The loss curves show that the model learns quite well, and we get a good performance, with AUC slightly below that of GraphSAGE.

In [None]:
model = BinaryGAT(22, 8,4, 2).to(device)
optimizer = torch.optim.Adam(model.parameters(), lr=0.01, weight_decay=1e-5)
losses, val_losses, acc, auc,fpr,tpr, cm = train_model(model, data, loss_fn, optimizer,
                                                   patience=100, max_epochs=1000,
                                                   save_path=f"best_GraphSAGE.pt")

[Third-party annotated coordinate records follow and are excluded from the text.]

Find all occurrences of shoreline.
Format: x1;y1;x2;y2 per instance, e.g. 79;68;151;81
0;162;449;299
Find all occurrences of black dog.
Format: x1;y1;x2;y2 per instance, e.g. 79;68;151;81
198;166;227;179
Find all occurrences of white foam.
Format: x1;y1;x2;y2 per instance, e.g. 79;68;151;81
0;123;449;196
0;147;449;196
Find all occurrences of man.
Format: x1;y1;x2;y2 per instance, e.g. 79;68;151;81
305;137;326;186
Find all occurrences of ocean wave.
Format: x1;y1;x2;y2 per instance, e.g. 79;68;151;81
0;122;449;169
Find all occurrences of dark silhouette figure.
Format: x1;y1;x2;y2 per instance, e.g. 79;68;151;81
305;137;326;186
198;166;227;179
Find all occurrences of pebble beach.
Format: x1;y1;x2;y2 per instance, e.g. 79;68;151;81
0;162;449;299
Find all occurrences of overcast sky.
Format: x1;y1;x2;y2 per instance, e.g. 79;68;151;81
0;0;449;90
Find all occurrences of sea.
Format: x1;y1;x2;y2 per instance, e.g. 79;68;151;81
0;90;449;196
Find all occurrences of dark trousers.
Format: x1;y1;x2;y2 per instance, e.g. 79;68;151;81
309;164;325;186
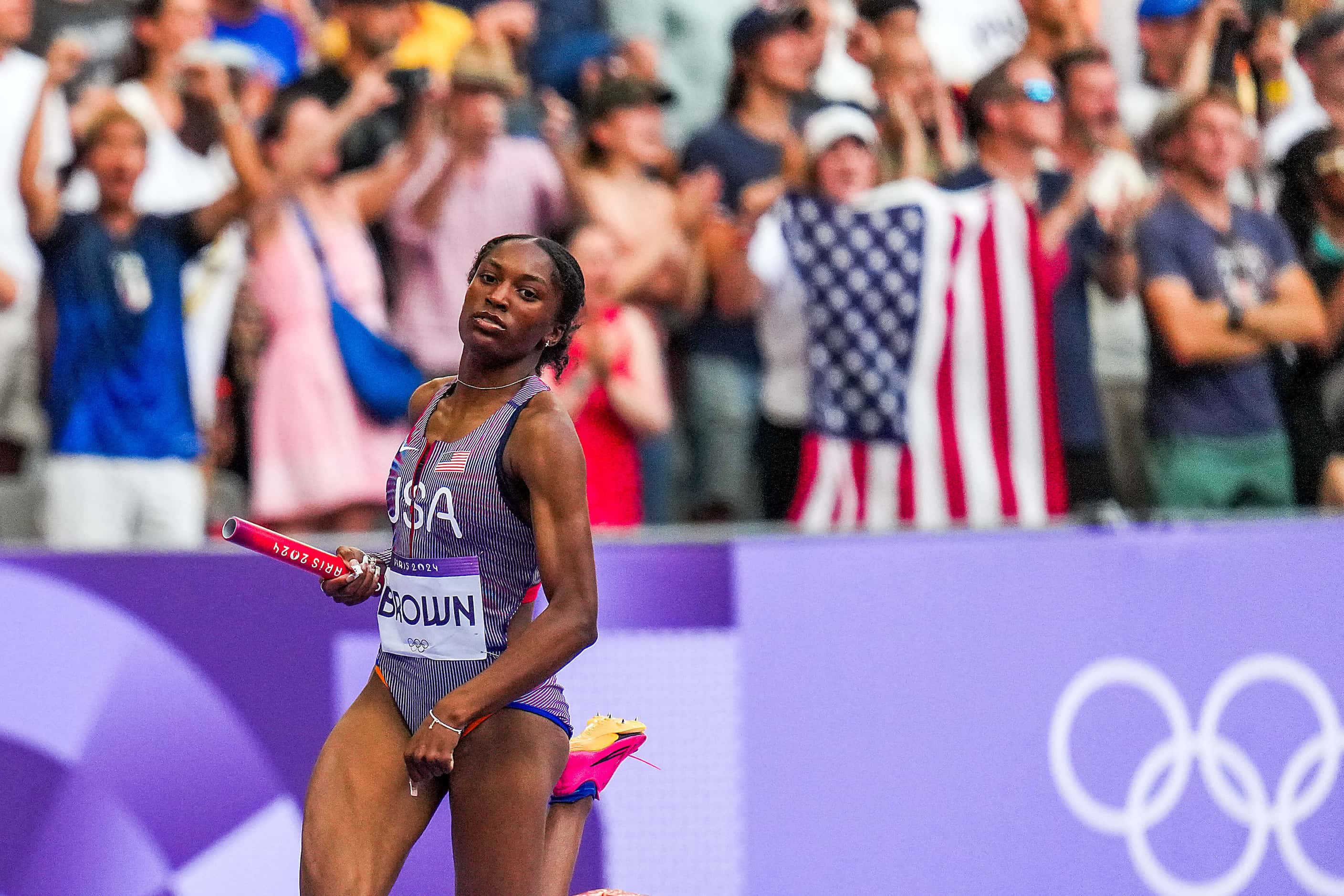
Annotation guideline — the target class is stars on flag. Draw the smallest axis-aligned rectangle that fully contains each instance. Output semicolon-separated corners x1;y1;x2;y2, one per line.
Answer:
434;451;470;473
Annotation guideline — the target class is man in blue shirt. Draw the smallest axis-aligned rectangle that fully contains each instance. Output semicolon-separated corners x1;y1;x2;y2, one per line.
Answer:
209;0;301;87
19;54;269;547
1137;90;1325;511
681;5;812;520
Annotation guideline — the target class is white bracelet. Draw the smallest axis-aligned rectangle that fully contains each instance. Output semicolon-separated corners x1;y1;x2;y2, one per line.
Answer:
429;709;462;738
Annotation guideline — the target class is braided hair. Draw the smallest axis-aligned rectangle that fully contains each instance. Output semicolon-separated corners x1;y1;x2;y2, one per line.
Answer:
466;234;583;376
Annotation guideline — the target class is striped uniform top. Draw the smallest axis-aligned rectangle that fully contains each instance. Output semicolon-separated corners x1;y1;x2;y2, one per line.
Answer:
378;376;569;731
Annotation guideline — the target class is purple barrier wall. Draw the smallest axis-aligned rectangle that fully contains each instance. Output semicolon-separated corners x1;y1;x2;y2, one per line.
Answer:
0;521;1344;896
0;544;732;896
737;521;1344;896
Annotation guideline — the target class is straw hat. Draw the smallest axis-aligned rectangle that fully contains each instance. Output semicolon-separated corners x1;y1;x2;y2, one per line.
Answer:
453;40;527;97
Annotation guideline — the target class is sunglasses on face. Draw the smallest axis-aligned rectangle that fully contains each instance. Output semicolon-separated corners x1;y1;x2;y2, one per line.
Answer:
1021;78;1059;106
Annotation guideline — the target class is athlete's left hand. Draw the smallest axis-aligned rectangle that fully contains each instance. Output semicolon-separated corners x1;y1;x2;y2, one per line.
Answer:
403;707;459;784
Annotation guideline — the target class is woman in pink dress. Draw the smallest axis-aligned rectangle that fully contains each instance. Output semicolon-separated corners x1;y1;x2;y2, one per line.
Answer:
250;73;431;532
552;224;672;527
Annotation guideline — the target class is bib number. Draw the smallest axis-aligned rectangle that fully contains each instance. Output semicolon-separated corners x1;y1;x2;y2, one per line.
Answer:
378;556;489;659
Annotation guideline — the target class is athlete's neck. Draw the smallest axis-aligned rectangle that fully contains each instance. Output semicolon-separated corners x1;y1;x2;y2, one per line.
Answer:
457;351;538;395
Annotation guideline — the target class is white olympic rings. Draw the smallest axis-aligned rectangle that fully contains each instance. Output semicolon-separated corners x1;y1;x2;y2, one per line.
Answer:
1050;654;1344;896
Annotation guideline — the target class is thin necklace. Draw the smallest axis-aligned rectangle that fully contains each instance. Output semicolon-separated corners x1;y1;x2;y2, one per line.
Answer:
457;376;532;392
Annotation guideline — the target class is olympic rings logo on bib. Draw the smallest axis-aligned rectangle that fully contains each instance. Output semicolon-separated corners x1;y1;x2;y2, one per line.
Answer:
378;555;489;659
1050;654;1344;896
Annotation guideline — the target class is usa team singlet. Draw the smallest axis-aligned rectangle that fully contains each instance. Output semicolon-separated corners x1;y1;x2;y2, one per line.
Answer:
376;376;571;733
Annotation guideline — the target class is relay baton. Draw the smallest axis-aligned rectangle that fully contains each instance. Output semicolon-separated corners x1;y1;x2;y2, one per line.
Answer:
222;516;357;579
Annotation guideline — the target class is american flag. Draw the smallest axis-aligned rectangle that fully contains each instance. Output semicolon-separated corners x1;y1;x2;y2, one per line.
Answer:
785;181;1067;531
434;451;470;473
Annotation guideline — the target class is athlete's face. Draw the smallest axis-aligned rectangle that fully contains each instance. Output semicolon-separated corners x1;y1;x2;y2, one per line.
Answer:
457;239;564;364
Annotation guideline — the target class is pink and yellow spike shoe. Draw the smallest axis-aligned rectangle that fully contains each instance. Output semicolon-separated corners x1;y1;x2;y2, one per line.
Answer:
551;716;653;803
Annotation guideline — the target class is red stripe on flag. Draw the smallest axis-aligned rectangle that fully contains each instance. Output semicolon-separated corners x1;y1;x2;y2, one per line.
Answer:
1027;206;1069;516
849;439;868;525
938;218;966;520
980;201;1017;519
896;445;915;522
789;433;819;522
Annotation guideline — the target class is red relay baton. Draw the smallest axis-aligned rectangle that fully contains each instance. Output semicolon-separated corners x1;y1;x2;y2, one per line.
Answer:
222;516;352;579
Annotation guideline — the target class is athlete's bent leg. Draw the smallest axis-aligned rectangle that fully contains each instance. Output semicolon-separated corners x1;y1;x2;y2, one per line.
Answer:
449;709;569;896
536;797;593;896
298;676;446;896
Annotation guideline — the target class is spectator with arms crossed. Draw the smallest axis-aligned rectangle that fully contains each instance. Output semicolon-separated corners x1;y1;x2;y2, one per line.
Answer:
19;51;266;547
1137;90;1325;511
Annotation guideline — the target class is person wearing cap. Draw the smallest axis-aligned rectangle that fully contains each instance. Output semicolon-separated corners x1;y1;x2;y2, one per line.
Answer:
602;0;757;149
1054;47;1149;511
390;43;570;376
286;0;425;172
63;0;271;431
735;105;885;520
683;5;812;520
942;56;1127;511
1265;10;1344;164
1273;127;1344;506
19;59;270;548
576;76;720;312
1136;89;1326;511
1120;0;1245;141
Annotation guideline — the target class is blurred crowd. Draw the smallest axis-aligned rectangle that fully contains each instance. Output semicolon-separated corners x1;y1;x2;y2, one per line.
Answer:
8;0;1344;547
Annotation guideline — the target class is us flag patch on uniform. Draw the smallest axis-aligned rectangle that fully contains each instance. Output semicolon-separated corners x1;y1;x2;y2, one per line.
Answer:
434;451;470;473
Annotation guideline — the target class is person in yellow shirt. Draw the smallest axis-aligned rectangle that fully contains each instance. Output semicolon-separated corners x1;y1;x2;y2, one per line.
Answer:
317;0;476;78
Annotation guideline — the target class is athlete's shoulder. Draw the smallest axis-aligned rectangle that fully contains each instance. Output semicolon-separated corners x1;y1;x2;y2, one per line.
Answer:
510;391;583;466
406;376;457;420
518;390;578;439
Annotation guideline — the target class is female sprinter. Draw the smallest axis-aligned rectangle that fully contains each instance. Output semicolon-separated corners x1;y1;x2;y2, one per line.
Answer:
300;235;643;896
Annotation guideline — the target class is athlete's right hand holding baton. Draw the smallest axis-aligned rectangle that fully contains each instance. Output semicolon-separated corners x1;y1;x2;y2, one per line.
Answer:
323;545;383;607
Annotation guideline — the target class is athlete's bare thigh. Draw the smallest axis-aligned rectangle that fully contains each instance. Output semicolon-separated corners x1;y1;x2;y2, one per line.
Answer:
449;709;569;896
298;676;446;896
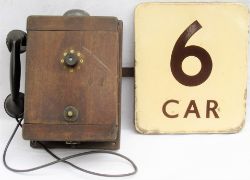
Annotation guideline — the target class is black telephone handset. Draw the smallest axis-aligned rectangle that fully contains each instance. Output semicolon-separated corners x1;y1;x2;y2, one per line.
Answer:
4;30;26;118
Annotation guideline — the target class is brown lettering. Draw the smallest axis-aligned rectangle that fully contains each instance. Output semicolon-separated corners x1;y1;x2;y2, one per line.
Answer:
184;100;200;118
206;100;219;118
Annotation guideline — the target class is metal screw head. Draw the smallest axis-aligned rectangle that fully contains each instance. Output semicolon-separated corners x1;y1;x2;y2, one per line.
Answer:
64;53;78;67
64;106;78;122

print(f"Test Accuracy: {acc:.3f}")
print(f"Test AUC:      {auc:.3f}")

fig, axes = plt.subplots(1, 3, figsize=(24, 6))
# Plot Loss Curves
axes[0].plot(losses, label="Train")
axes[0].plot(val_losses, label="Val")
axes[0].set_xlabel("Epoch")
axes[0].set_ylabel("Loss")
axes[0].set_title("GAT Loss Curves")
axes[0].legend()

# Plot ROC Curve
axes[1].plot(fpr, tpr, lw=2, label=f'AUC = {auc:.3f}')
axes[1].plot([0, 1], [0, 1], color='navy', lw=2, linestyle='--')
axes[1].set_xlim([0.0, 1.0])
axes[1].set_ylim([0.0, 1.05])
axes[1].set_xlabel('False Positive Rate')
axes[1].set_ylabel('True Positive Rate')
axes[1].set_title('GAT Receiver Operating Characteristic (ROC) Curve')
axes[1].legend(loc="lower right")
axes[1].grid(True)

# Plot Confusion Matrix
cm_normalized = cm.astype('float') / cm.sum(axis=1)[:, np.newaxis]
sns.heatmap(cm_normalized, annot=True, fmt='.2f', cmap='Blues', ax=axes[2])
axes[2].set_xlabel('Predicted')
axes[2].set_ylabel('True')
axes[2].set_title('GAT Confusion Matrix')

plt.tight_layout()
plt.show()

We have now trained the three models on our network data. The high performance indicates that there is indeed financial contagtion happening faciliated by borrowers in the same area or having the same provider (or a combination of both).